THE American legal system at its best is a neutral arbiter. That is, it seeks to penetrate beyond the contesting personal vantagepoints and popular emotions of the moment to reach the essential finding that involves parties to a dispute. It is out of this more precise reconstruction of events -- and discarding of falsehood -- that a sense of fairness, of justice, can be applied to the details of a particular case. In this sense, it is appropriate that the so-called ``Goetz case'' will now go before a jury.

Mr. Goetz himself says that will be the ``best thing.'' Bernhard Goetz, it will be recalled, is the self-employed New York engineer who admits shooting four youths during an alleged robbery attempt on an IRT subway train. He contends that he acted out of self-defense. The alleged assailants, meanwhile, one of whom was severely injured by Mr. Goetz, maintain that Goetz deliberately shot them without provocation. A first grand jury had charged Goetz only with an illegal weapons offense. Now, after reportedly obtaining new evidence -- including, apparently, a new witness -- Manhattan District Attorney Robert Morgenthau has brought the matter before a second grand jury, which has indicted Mr. Goetz on four charges of attempted murder. Two of the youths who went before the grand jury were given immunity from prosecution.
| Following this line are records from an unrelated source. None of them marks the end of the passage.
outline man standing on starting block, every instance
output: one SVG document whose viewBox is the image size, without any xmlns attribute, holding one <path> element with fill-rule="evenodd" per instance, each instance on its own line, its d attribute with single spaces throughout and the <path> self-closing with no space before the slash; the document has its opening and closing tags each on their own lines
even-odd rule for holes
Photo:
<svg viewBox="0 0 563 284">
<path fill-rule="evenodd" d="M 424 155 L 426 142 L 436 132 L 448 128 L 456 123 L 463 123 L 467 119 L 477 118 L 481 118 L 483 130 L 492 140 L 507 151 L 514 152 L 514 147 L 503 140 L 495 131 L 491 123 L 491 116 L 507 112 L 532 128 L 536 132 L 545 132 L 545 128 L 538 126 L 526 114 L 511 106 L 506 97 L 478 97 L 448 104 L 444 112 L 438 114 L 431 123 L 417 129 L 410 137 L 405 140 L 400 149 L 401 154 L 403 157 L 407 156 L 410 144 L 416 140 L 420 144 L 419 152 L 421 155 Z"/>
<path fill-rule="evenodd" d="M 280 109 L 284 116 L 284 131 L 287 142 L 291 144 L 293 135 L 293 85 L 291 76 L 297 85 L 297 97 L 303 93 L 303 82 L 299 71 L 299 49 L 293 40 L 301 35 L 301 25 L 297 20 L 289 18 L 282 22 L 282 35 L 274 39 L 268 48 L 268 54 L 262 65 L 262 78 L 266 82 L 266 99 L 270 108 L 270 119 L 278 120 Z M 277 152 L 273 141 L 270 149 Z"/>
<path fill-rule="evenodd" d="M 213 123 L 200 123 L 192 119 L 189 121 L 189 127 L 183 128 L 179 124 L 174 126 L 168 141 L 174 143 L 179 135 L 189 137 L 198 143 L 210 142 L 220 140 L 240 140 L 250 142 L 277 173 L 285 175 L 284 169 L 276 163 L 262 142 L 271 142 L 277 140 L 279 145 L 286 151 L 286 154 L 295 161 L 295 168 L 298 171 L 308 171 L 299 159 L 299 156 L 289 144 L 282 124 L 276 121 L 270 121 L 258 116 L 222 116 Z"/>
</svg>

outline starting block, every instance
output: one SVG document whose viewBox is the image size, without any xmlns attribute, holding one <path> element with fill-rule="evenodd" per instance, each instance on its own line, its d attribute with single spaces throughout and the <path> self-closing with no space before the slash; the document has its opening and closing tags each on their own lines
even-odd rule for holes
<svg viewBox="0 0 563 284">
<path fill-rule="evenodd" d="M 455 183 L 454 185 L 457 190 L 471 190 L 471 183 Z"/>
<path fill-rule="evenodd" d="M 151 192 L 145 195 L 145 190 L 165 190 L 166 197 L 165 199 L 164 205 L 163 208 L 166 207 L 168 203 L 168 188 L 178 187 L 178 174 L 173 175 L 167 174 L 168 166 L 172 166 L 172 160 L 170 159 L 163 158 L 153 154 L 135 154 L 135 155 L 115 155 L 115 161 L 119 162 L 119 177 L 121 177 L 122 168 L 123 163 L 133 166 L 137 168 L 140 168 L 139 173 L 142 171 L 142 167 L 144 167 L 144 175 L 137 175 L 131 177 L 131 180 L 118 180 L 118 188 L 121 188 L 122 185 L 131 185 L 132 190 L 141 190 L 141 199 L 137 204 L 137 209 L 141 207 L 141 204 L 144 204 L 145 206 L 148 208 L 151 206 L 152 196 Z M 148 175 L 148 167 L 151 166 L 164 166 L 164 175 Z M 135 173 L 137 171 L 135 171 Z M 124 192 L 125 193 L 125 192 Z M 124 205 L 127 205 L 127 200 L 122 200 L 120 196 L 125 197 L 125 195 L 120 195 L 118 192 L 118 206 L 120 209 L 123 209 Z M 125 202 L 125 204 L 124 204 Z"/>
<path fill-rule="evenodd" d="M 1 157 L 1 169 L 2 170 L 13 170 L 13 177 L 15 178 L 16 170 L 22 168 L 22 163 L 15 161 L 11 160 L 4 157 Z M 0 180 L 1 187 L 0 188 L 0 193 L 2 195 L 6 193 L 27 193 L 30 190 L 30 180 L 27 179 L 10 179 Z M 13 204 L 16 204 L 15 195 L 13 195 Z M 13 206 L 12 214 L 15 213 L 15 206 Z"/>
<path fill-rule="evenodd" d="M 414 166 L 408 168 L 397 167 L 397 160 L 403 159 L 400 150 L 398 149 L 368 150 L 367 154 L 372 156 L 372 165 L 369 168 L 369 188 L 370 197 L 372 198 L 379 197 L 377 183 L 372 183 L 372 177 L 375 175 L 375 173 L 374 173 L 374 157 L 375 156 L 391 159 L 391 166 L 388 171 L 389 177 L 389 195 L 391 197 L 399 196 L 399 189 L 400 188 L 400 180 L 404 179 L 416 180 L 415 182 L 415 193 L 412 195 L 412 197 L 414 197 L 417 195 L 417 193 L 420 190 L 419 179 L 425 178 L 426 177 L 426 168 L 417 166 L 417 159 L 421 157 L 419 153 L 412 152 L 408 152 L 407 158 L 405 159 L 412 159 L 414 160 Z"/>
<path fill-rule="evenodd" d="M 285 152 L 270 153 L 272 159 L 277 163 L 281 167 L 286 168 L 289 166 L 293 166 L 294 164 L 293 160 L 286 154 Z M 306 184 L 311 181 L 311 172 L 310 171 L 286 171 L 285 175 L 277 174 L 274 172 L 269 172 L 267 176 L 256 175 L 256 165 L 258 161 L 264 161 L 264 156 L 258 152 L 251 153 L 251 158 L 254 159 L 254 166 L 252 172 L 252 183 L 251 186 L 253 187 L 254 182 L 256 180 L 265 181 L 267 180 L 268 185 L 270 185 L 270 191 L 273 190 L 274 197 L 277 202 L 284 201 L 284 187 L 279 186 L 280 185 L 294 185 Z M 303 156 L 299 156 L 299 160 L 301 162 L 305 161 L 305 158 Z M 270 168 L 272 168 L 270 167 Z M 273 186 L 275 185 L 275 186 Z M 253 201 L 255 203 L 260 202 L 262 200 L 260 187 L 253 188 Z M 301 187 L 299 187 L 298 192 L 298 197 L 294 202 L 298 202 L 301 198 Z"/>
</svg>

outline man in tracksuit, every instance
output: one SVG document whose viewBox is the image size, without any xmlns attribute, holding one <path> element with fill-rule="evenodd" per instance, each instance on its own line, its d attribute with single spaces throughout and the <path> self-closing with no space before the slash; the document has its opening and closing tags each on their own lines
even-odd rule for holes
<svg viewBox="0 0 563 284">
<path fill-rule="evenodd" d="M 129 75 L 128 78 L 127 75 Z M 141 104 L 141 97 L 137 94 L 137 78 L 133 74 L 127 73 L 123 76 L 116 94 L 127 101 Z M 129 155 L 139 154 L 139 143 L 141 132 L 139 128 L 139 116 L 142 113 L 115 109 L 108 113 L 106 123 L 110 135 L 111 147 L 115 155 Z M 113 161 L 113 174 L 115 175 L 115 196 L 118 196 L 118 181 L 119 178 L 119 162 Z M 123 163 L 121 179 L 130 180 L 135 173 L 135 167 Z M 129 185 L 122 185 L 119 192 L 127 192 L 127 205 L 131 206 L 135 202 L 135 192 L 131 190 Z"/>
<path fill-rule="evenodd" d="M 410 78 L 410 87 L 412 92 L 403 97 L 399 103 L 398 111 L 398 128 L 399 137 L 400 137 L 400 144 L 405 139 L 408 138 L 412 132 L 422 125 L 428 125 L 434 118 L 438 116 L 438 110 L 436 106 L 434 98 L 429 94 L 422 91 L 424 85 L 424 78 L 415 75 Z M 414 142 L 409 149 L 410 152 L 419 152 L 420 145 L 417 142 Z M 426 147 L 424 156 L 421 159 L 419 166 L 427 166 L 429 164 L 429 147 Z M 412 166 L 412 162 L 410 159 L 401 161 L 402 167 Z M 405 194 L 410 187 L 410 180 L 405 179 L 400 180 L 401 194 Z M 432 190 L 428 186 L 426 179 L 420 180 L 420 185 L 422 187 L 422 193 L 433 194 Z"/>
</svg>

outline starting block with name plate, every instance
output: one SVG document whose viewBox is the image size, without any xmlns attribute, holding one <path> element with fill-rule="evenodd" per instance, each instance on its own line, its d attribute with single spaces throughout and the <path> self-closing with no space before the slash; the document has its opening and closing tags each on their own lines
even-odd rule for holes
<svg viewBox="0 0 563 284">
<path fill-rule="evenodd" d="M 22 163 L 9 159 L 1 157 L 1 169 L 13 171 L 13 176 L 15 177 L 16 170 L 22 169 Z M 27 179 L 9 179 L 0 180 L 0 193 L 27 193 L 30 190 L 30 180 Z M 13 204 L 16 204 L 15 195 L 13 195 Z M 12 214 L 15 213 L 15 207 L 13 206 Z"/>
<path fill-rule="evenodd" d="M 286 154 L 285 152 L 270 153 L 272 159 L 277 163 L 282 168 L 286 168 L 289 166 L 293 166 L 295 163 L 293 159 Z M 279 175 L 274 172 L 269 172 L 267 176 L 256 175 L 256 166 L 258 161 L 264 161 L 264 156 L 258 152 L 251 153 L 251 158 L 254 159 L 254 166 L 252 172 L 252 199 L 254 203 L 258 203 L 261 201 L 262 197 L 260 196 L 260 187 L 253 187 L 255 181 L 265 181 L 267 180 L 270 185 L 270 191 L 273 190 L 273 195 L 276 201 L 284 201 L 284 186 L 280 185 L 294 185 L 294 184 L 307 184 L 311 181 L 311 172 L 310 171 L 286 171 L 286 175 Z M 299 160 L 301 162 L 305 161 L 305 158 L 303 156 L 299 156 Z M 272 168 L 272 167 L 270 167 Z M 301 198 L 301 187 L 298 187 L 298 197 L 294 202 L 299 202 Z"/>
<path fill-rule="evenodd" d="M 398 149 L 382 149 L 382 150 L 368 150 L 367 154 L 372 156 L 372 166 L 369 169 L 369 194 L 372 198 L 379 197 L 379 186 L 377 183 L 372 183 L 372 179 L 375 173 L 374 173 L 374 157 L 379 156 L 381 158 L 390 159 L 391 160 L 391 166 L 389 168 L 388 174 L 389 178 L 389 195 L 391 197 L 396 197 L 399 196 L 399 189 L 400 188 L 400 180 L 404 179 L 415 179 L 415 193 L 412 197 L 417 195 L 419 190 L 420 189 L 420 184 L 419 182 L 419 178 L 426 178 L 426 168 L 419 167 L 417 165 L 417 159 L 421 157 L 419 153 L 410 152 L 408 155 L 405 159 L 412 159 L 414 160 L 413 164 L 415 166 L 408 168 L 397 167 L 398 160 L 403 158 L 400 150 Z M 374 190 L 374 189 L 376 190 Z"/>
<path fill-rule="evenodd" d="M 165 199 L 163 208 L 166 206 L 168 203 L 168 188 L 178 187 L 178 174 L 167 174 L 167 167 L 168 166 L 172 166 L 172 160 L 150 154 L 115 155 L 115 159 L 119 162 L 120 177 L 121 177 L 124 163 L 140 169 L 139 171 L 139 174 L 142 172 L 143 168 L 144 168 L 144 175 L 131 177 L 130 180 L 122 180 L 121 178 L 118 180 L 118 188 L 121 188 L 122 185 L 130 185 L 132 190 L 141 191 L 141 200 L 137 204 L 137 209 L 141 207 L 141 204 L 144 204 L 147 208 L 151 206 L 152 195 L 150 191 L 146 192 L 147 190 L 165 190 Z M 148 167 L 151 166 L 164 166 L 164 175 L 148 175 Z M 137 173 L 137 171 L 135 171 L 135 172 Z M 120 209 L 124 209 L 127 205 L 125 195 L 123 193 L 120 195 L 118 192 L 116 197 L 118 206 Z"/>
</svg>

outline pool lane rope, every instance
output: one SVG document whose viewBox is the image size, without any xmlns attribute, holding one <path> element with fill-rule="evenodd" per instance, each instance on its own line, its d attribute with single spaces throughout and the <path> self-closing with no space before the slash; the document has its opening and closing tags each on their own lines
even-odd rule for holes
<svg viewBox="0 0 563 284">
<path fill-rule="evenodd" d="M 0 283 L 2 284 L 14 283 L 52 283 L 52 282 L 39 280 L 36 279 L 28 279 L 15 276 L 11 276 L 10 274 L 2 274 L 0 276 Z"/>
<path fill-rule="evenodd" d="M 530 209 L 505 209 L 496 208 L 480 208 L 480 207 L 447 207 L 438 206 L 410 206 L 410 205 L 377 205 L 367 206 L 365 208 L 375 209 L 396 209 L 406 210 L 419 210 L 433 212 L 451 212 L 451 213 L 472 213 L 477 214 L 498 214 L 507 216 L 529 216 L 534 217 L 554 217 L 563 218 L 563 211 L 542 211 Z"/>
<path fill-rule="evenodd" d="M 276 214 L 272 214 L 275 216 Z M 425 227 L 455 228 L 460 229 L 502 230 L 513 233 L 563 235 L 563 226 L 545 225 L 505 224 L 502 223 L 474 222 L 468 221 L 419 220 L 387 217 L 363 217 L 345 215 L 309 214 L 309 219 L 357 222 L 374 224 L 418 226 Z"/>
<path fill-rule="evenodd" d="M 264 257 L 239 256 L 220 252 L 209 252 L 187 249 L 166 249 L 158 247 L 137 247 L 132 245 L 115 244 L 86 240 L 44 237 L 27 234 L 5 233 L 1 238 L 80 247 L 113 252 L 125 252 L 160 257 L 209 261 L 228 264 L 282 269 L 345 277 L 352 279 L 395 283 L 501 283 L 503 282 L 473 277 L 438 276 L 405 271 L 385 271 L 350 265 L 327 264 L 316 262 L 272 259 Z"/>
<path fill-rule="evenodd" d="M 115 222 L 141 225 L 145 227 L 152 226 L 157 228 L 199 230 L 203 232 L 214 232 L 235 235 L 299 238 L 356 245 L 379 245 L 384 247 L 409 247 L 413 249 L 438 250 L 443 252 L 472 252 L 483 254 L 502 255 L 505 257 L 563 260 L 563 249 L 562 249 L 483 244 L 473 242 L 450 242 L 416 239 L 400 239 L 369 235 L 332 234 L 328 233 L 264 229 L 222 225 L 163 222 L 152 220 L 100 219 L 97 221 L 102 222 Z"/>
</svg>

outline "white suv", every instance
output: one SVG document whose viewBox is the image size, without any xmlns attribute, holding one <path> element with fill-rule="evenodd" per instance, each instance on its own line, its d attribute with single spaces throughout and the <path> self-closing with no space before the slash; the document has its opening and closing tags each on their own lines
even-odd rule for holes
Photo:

What is unfortunate about the Goetz case -- beyond, of course, the tragic details about the incident itself -- is that it has become a symbol to so many people about larger issues of law and order in American society. Political leaders of all ideological persuasions have commented on the case. The media has used the shooting for its own ends. Ethnic and racial overtones have entered into public discussion of the incident, since Mr. Goetz is white and the four youths are black.

Many New Yorkers, and many Americans elsewhere, see the case as symbolizing a breakdown in law and order in America's cities and the need for individuals to take bold actions to defend themselves. Others see the case as illustrating what can happen when an unchecked vigilante mentality accompanies a widespread possession of handguns by Americans. And so on.

In part the case is about all these issues.

But it is important to keep the incident in proportion -- that it is a unique, particular incident involving particular individuals.

The Goetz case's implications will become more apparent as the facts in the case are impartially weighed by a jury in a legal setting -- not in the media, or on the streets of public emotion.